Not every player has bought in. Reds first baseman Joey Votto, as skilled and motivated a pure hitter as anyone in the majors, said that he’s never been curious to try. Mets outfielder Curtis Granderson, a three-time All-Star, is another veteran who said he’s not interested. Others go through the motions when it’s mandated in the minor leagues.
“I didn’t really do it consistently enough to get results or feel like that helped me,” Mets catcher Kevin Plawecki said. “It was one of those things where it was always kind of like, we had to do it so we just did it.”

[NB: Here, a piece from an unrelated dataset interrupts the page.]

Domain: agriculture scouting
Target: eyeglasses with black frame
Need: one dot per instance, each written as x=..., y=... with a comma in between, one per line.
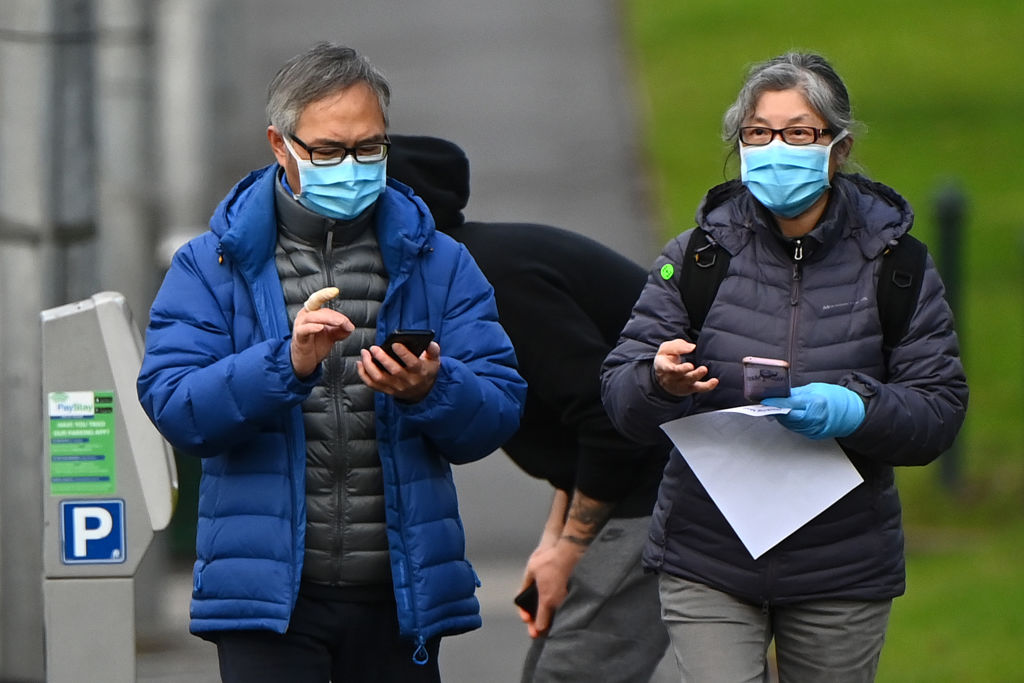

Those working in the sports vision field are, like early converts of any discipline, zealous in their faith in its benefits. Preliminary research supports their work, and they are optimistic more corroboration is forthcoming as more experts get involved.
“There’s not a lot of [research],” Edmunds said. “There’s enough to be convincing if you have an open mind.”
Khaderi called Seiller and his peers the “pioneers” and said the current offerings for sports vision are only the beginning. He rattled off a few start-ups, including the Facebook-owned Oculus and the secretive Magic Leap (for which he is a medical advisor), that he said could “change the way we view our world.” A baseball-centric virtual reality company with the backing of former player Jason Giambi and former Rockies general manager Dan O’Dowd, Eon Sports, has already launched and is in use by the Tampa Bay Rays.
“The science behind a lot of these still need to be vetted out, don’t get me wrong,” Khaderi said, “but what excites me is how we can leverage a lot of these technologies—virtual reality, augmented reality—in ways that can really take sports and vision performance almost to levels we haven’t seen.”